O colega tinha um apelido: ‘Clio’. Era, entre todos, o mais retraído e reservado, até mesmo lá na Residência dos Universitários, onde uma vez por mês havia um baile e ele jamais levou a moça, que ali era abraçada com intimidade e grande carinho. Talvez resguardasse sua amada, que embora batizada como Maria, preferia ser chamada de ‘Lilá’. Não sabemos as razões e jamais iríamos procurar.

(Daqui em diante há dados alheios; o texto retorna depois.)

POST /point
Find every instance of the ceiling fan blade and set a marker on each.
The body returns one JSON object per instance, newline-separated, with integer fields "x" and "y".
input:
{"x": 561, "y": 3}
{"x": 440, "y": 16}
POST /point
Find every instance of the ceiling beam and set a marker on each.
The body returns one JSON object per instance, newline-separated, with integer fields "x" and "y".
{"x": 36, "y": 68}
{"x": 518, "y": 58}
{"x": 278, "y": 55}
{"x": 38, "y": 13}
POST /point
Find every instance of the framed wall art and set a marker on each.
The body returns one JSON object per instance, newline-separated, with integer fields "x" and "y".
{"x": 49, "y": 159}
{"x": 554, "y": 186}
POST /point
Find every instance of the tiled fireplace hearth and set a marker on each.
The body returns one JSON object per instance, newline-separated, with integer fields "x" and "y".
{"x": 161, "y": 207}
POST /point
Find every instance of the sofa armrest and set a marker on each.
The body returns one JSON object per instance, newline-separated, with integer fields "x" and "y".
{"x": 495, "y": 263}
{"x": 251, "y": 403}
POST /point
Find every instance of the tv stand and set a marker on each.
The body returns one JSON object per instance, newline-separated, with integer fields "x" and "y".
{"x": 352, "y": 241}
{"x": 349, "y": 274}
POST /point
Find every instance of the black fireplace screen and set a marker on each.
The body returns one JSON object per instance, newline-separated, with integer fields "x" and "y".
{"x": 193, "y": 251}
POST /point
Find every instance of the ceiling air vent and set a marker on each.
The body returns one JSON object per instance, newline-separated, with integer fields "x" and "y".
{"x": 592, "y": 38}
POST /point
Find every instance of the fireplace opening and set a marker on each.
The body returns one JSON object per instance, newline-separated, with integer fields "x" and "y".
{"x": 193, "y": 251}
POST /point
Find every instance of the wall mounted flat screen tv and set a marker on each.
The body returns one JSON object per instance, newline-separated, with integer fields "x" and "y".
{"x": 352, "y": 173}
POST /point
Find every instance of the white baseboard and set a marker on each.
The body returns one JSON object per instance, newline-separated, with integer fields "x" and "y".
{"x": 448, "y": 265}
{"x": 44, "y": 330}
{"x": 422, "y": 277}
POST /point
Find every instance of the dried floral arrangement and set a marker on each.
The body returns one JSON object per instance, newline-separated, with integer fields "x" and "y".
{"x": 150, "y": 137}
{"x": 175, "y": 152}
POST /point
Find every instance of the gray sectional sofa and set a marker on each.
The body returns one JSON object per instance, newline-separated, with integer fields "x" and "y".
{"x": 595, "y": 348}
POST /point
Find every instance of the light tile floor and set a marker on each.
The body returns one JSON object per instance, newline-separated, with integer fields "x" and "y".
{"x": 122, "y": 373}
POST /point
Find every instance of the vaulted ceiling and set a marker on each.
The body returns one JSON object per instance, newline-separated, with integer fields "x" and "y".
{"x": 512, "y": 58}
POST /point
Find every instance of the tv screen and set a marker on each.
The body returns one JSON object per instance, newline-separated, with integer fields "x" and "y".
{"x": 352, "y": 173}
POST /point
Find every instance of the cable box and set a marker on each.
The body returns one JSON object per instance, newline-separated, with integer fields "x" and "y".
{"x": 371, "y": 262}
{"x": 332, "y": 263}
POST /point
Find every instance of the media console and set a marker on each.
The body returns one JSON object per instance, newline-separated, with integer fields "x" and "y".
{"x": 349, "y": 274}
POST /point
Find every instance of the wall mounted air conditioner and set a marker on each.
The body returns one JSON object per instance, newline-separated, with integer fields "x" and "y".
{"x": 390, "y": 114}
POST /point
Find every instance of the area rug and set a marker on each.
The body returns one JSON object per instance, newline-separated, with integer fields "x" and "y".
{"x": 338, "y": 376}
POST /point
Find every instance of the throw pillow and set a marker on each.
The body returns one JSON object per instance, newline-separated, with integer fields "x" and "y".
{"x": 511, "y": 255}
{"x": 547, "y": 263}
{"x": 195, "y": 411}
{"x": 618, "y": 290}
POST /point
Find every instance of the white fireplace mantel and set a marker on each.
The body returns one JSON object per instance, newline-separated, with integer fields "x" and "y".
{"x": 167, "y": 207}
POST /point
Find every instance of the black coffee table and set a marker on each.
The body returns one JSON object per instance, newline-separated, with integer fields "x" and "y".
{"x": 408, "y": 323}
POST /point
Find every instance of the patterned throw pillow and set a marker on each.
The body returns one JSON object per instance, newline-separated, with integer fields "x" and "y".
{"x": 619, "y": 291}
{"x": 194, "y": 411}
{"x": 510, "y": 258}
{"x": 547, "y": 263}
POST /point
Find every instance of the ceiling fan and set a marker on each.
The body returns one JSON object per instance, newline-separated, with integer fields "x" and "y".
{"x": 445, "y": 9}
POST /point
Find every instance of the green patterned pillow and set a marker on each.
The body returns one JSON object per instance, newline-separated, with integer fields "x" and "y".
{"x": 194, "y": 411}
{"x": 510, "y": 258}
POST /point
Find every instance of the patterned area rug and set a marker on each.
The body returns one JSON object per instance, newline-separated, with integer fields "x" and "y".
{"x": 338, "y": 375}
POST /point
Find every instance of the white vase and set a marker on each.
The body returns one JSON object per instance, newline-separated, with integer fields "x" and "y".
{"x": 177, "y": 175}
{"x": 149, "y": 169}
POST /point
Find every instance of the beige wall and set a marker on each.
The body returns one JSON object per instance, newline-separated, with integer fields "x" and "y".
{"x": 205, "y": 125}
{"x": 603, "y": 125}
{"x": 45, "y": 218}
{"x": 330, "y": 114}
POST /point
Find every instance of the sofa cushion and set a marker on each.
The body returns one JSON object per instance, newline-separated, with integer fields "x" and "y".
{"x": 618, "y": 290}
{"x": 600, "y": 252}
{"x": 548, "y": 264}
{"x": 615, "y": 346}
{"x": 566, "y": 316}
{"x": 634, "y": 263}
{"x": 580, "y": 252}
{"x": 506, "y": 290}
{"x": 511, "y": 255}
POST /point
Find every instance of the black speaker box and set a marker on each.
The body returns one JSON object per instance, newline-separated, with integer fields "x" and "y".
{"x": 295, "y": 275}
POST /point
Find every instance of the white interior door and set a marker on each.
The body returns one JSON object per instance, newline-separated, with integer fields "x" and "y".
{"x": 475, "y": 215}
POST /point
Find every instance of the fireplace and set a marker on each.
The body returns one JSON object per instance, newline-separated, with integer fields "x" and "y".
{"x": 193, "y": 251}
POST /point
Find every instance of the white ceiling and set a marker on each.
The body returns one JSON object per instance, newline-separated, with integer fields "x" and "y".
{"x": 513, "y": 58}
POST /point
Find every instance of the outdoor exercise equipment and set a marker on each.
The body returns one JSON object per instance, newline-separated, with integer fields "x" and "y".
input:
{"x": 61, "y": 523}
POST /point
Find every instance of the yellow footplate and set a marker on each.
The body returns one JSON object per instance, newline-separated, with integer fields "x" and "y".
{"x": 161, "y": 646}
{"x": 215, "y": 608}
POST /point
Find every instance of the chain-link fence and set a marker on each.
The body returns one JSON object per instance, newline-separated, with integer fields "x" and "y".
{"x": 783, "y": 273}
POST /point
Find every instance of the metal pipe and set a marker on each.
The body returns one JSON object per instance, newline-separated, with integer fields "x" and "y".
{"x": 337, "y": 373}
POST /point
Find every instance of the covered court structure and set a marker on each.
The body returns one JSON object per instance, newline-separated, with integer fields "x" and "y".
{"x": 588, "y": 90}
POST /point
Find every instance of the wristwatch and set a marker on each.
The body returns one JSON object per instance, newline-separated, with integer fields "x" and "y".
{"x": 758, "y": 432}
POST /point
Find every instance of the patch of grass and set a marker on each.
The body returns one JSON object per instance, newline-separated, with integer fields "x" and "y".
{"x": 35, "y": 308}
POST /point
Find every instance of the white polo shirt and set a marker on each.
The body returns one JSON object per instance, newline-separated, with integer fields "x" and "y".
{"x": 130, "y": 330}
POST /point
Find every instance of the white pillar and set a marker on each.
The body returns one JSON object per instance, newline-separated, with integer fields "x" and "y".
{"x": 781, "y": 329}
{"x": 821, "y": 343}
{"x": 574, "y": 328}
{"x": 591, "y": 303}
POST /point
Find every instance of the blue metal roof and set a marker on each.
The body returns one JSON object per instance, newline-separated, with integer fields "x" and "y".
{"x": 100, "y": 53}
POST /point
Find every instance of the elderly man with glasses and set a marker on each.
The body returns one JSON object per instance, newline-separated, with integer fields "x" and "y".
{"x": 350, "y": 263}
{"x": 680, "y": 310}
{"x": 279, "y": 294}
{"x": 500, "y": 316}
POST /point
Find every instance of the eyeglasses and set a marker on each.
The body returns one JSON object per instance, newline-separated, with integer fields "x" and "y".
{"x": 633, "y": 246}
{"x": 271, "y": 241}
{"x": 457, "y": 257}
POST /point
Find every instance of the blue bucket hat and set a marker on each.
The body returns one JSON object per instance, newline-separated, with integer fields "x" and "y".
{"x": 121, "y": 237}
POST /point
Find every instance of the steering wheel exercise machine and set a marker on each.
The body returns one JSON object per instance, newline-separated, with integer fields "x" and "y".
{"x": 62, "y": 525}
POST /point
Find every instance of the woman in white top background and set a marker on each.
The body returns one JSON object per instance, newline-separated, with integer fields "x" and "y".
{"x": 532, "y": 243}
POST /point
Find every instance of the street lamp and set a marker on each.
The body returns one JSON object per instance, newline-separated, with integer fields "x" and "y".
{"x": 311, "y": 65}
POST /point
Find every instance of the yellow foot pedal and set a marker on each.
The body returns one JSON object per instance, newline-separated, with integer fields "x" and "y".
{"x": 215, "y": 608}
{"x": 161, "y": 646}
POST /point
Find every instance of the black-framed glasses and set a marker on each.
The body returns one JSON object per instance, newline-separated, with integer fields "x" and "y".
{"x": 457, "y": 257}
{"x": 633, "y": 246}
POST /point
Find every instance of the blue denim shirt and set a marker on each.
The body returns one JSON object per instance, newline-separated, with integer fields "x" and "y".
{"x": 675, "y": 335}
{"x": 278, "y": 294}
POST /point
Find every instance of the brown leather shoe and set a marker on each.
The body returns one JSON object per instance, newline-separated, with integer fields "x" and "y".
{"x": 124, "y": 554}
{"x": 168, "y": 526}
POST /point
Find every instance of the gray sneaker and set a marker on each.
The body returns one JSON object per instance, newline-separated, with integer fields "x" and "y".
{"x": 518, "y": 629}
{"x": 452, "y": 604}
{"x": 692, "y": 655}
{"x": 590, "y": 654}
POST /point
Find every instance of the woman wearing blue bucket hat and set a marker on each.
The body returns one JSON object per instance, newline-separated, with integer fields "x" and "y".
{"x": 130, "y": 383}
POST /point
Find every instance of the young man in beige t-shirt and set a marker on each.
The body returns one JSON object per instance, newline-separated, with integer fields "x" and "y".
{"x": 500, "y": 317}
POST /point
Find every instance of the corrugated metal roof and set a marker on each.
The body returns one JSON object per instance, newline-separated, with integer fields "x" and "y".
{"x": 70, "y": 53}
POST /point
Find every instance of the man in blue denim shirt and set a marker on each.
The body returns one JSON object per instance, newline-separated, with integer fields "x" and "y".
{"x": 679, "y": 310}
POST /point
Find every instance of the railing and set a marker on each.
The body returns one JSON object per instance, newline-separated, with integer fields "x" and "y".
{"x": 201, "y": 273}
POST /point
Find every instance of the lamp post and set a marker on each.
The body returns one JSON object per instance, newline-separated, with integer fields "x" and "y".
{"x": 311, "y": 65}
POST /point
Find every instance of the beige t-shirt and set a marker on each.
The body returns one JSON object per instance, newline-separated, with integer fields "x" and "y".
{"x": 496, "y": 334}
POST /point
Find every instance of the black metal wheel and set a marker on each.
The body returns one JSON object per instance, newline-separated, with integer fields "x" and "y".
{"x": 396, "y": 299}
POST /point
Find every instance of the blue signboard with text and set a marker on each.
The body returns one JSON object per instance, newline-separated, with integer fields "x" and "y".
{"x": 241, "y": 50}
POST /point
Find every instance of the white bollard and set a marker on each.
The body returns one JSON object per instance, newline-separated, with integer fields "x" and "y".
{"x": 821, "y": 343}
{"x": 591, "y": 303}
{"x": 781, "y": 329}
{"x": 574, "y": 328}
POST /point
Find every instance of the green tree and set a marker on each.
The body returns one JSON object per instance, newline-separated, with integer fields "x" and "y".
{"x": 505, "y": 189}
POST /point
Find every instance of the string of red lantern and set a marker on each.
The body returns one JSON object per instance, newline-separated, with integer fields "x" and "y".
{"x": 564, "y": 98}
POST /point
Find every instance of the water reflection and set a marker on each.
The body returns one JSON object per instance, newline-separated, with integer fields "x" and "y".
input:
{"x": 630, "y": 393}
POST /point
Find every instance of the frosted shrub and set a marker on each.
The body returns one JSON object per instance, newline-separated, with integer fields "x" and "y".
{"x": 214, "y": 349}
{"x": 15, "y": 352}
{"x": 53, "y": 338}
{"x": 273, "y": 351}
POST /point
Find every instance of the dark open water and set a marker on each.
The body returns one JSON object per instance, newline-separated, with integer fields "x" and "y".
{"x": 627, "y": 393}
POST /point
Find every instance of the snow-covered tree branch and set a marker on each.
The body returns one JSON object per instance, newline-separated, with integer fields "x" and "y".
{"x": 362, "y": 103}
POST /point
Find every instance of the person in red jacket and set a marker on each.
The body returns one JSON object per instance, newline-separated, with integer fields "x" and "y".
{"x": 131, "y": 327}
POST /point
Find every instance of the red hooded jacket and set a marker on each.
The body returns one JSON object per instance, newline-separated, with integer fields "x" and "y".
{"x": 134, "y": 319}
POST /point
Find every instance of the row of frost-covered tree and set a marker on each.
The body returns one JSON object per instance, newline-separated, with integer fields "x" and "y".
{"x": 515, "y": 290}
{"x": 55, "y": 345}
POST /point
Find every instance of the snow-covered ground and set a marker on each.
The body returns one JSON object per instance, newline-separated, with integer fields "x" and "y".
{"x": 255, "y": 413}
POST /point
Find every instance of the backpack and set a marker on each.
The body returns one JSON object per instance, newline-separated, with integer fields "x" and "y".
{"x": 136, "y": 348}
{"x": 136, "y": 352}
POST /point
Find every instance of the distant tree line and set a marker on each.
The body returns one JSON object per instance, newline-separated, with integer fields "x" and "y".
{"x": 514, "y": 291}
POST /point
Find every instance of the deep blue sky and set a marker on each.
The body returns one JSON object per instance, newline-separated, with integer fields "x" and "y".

Desfrutamos a noite e já passando um pouco das 24 horas, embarcamos no elevador Lacerda. Em fevereiro – isso em 1964, assistimos o casamento de Clio e Lilá. Os nossos contatos eram eventuais, mas sempre procuramos saber como os colegas viviam e onde trabalhavam. O casal fixou residência em Salvador, a capital, que não é a minha, óbvio. Afinal, quando de lá saí, só haviam 600 mil almas e hoje é a terceira capital do país, com mais de três milhões e meio de ‘soteropolitanos’. Como estávamos chegando o tempo para se fechar os 50 anos de formatura e, por motivos de rotina familiar me encontrava em Salvador, comecei a fazer contato por telefone (ainda fixo foi o mais usado) e ligando para Clio, que atendeu foi ‘Maria’, que gostava de ser chamada de ‘Lilá’. Ela foi sumária: ele faleceu. Iríamos completar 49 anos de formados. Nos 50 anos haverá mais uma falta. Fizemos a anotação num caderno, onde registramos passamento de entes queridos. Ainda guardo a imagem de Lilá chegando para se sentar no banco da barraca á na festa da Conceição!